Harry alzó las cejas.

– ¿Alguna vez me has visto hacer el tonto?

Peter entrecerró los ojos y luego su rostro se iluminó con una lenta sonrisa.

– No, señor. De modo que eso era, ¿eh? Magnífico. ¡Magnífico! No lo lamentarás.

– No estoy muy seguro -dijo Harry.

– Míralo de este modo, por lo menos, no te aburrirás. Entonces, esta tarde le propondrás matrimonio a Augusta, ¿no es así?

– No, por Dios. No pienso hablar con Augusta. Esta tarde le pediré permiso a su tío para casarme con la sobrina.

Por un instante, Peter pareció desconcertado.

– ¿Y Augusta? Sin duda, tienes que decírselo a ella, Graystone. Tiene veinticuatro años, no es una colegiala.

– Sheldrake, estamos de acuerdo en que no soy tonto. No pienso dejar una decisión tan importante en manos de una Ballinger de Northumberland.

Durante otro momento, Peter siguió con expresión desconcertada, pero luego comenzó a entender y estalló en carcajadas.

– Ahora comprendo. Buena suerte, hombre. Y ahora, si me disculpas, creo que haré un pequeño recorrido por mis propios clubes. Quisiera anotar algunas apuestas en los libros. Nada mejor que contar con un poco de inteligencia secreta, ¿no crees?

– No -admitió Harry, recordando cuántas veces su vida y la de otros había dependido de esa inteligencia. A diferencia de su amigo, se alegraba de que esa época hubiese terminado.

Esa misma tarde, a las tres, Harry se presentó en el estudio de sir Thomas Ballinger.

Sir Thomas aún era un hombre vigoroso. Una vida de dedicación a los clásicos no había ablandado su cuerpo robusto de anchos hombros. El cabello, en otro tiempo rubio, comenzaba a vetearse de plata y a escasear en la coronilla, y las patillas bien recortadas eran grises. Llevaba un par de gafas que se quitó para mirar al visitante. Al ver que se trataba de Harry, se le iluminó el rostro.

– Graystone, me alegro de verlo. Siéntese. Pensaba avisarlo. He encontrado una interesante traducción al francés de un trabajo sobre César que creo le va a gustar.

Harry sonrió y se sentó en una cómoda silla cerca del fuego.

– Sin duda me fascinará, pero hablaremos de eso en otra ocasión. Sir Thomas, hoy he venido para otra diligencia.
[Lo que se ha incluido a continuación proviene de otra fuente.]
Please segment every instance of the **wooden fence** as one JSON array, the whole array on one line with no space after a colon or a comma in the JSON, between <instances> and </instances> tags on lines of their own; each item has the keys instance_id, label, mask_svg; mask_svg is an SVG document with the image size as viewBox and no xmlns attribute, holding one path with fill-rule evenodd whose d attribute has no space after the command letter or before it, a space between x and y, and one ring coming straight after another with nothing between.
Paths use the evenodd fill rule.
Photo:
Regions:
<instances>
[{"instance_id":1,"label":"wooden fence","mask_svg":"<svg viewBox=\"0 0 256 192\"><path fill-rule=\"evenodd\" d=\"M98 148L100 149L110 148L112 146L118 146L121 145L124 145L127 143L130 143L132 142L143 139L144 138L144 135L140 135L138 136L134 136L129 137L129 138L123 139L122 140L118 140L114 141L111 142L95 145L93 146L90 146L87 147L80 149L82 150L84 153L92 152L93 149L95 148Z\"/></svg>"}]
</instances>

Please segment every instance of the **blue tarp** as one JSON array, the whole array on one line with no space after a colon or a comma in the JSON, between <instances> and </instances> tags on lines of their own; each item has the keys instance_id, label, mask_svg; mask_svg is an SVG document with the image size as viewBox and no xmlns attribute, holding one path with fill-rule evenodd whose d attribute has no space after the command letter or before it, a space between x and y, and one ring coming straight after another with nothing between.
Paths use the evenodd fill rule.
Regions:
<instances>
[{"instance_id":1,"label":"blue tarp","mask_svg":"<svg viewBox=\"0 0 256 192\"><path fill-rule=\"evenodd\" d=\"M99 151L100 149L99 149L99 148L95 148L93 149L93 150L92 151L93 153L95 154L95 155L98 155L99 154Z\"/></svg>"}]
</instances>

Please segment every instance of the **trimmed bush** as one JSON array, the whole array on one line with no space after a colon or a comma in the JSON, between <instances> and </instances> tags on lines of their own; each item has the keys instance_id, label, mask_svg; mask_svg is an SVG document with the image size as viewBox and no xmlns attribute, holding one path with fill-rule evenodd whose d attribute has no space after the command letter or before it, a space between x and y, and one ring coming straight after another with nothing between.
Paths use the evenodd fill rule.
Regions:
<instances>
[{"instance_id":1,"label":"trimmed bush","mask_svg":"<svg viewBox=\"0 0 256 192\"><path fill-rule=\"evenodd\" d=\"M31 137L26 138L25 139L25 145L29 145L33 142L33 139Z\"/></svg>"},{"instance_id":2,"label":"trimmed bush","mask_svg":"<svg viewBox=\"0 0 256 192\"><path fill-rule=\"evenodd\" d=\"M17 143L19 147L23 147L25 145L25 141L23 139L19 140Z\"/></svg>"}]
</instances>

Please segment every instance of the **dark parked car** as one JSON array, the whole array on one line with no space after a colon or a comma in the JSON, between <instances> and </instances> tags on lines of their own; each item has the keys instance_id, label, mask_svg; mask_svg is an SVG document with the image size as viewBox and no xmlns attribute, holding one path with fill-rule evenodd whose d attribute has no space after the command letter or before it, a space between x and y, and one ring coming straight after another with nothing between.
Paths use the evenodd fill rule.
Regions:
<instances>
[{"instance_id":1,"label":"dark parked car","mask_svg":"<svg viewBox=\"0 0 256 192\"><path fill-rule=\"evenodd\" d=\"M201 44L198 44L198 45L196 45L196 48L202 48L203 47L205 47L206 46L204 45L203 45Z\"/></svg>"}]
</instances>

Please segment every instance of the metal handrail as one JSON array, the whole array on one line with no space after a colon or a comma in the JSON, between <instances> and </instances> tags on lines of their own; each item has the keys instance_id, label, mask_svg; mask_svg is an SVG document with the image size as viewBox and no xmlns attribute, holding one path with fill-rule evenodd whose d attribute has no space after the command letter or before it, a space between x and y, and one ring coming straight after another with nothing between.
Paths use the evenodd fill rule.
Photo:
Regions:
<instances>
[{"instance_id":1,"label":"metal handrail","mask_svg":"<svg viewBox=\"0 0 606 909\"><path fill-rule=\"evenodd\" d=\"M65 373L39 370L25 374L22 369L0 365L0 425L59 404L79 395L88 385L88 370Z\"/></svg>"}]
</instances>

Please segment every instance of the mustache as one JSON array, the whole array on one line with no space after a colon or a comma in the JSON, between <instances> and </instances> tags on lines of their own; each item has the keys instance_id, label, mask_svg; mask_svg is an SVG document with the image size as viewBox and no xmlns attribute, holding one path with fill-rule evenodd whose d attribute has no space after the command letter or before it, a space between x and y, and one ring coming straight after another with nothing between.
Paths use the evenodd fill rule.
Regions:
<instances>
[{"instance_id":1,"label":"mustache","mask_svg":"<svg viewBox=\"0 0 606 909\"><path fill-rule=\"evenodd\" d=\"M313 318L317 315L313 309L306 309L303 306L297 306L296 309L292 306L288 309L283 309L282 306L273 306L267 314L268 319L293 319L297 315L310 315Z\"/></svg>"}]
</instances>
– ¿Qué me dice? -Sir Thomas lo observó con indulgente atención mientras servía dos copas de coñac-. ¿De qué se trata?

Harry cogió la copa y volvió a sentarse.

– Pues, en ciertos aspectos, tanto usted como yo resultamos anticuados, ¿verdad? Al menos, eso tengo entendido.
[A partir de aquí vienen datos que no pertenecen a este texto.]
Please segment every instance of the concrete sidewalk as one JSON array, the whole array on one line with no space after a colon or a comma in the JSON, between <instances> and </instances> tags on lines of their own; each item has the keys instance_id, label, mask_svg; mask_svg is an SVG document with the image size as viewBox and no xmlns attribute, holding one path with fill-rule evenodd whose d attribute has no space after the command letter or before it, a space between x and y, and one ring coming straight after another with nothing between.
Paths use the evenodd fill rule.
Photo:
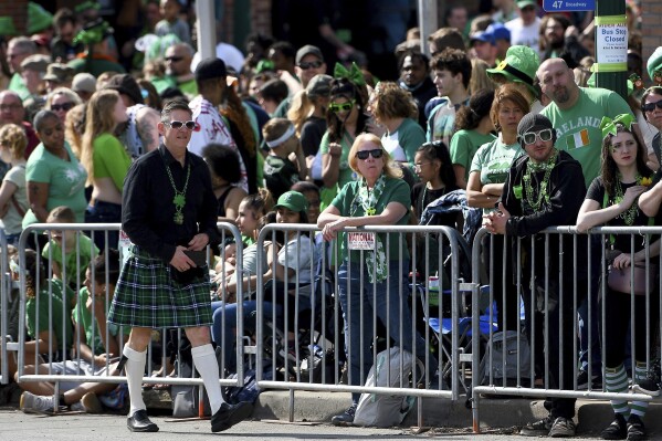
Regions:
<instances>
[{"instance_id":1,"label":"concrete sidewalk","mask_svg":"<svg viewBox=\"0 0 662 441\"><path fill-rule=\"evenodd\" d=\"M18 407L20 391L14 391L10 405ZM291 393L286 390L266 390L260 395L255 405L253 418L260 420L290 419ZM167 390L146 390L145 401L150 410L168 413L171 409L170 393ZM350 402L348 392L317 392L295 391L293 420L328 422L337 413L347 409ZM458 401L448 399L425 398L422 406L423 427L453 427L471 428L473 426L472 411L465 407L465 398ZM407 416L402 426L417 427L418 402ZM544 418L547 414L543 400L525 398L481 398L480 422L481 428L508 429L517 428ZM599 435L612 420L611 406L607 401L577 400L578 435ZM649 439L662 439L662 403L651 402L644 423Z\"/></svg>"}]
</instances>

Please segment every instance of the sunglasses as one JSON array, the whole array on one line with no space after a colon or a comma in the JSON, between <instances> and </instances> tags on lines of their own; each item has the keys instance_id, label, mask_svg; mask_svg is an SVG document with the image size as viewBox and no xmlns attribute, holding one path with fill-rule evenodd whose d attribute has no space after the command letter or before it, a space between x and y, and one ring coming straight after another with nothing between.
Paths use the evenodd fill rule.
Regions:
<instances>
[{"instance_id":1,"label":"sunglasses","mask_svg":"<svg viewBox=\"0 0 662 441\"><path fill-rule=\"evenodd\" d=\"M308 63L303 62L303 63L298 63L298 66L301 69L303 69L304 71L307 71L308 69L319 69L322 67L322 62L321 61L311 61Z\"/></svg>"},{"instance_id":2,"label":"sunglasses","mask_svg":"<svg viewBox=\"0 0 662 441\"><path fill-rule=\"evenodd\" d=\"M164 125L172 127L174 129L180 129L181 127L186 127L189 130L196 128L195 120L171 120L170 123L164 123Z\"/></svg>"},{"instance_id":3,"label":"sunglasses","mask_svg":"<svg viewBox=\"0 0 662 441\"><path fill-rule=\"evenodd\" d=\"M338 112L349 112L349 111L351 111L351 107L354 107L355 103L356 103L356 101L354 101L354 99L348 101L347 103L343 103L343 104L332 103L328 105L328 109L335 114L337 114Z\"/></svg>"},{"instance_id":4,"label":"sunglasses","mask_svg":"<svg viewBox=\"0 0 662 441\"><path fill-rule=\"evenodd\" d=\"M360 160L368 159L368 156L372 156L375 159L379 159L381 158L381 155L383 155L383 150L381 148L376 148L374 150L358 150L356 153L356 157Z\"/></svg>"},{"instance_id":5,"label":"sunglasses","mask_svg":"<svg viewBox=\"0 0 662 441\"><path fill-rule=\"evenodd\" d=\"M540 138L542 141L548 141L551 140L554 134L551 133L550 128L546 128L544 130L540 132L527 132L524 135L521 135L522 140L524 141L524 144L534 144L536 141L536 136L538 138Z\"/></svg>"},{"instance_id":6,"label":"sunglasses","mask_svg":"<svg viewBox=\"0 0 662 441\"><path fill-rule=\"evenodd\" d=\"M69 112L74 107L74 103L63 103L63 104L51 104L51 111L53 112Z\"/></svg>"},{"instance_id":7,"label":"sunglasses","mask_svg":"<svg viewBox=\"0 0 662 441\"><path fill-rule=\"evenodd\" d=\"M653 112L655 109L655 106L658 108L662 108L662 99L660 99L656 103L645 103L642 108L643 112Z\"/></svg>"}]
</instances>

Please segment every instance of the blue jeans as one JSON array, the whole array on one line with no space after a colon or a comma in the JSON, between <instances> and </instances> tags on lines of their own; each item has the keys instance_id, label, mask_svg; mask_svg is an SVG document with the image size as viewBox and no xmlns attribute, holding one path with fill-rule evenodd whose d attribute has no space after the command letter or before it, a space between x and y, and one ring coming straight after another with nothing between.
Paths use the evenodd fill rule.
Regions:
<instances>
[{"instance_id":1,"label":"blue jeans","mask_svg":"<svg viewBox=\"0 0 662 441\"><path fill-rule=\"evenodd\" d=\"M94 206L85 209L86 223L119 223L122 222L122 206L118 203L96 201ZM92 233L90 234L92 237ZM108 248L117 249L119 243L119 231L108 231ZM99 252L106 249L104 231L94 232L94 244Z\"/></svg>"},{"instance_id":2,"label":"blue jeans","mask_svg":"<svg viewBox=\"0 0 662 441\"><path fill-rule=\"evenodd\" d=\"M408 303L408 271L409 261L389 262L388 277L382 282L372 284L365 266L361 280L359 263L348 264L344 262L340 265L338 271L338 296L345 321L345 353L349 361L349 385L365 384L368 371L372 366L370 346L375 337L372 335L374 314L388 328L389 336L401 349L414 353L412 350L413 342L416 345L414 355L424 363L425 354L429 354L429 350L425 340L419 333L414 335L412 332L411 311ZM376 294L374 295L375 288ZM432 354L429 356L428 369L434 374L438 361ZM359 398L360 393L351 393L351 400L355 403L358 402Z\"/></svg>"}]
</instances>

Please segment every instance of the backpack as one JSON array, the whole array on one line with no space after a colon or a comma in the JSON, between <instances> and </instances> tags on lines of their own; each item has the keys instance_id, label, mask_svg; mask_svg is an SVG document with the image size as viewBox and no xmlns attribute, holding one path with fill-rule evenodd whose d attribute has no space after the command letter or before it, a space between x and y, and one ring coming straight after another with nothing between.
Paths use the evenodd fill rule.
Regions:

– Ya que me lo pregunta, le diré que estoy a favor del modo antiguo de hacer las cosas. Por los antiguos griegos y los divertidos romanos. -Sir Thomas alzó su copa en un brindis.

– Por los antiguos griegos y los divertidos romanos. -Obediente, Harry bebió un sorbo y dejó la copa-. He venido a pedirle la mano de la señorita Ballinger, sir Thomas.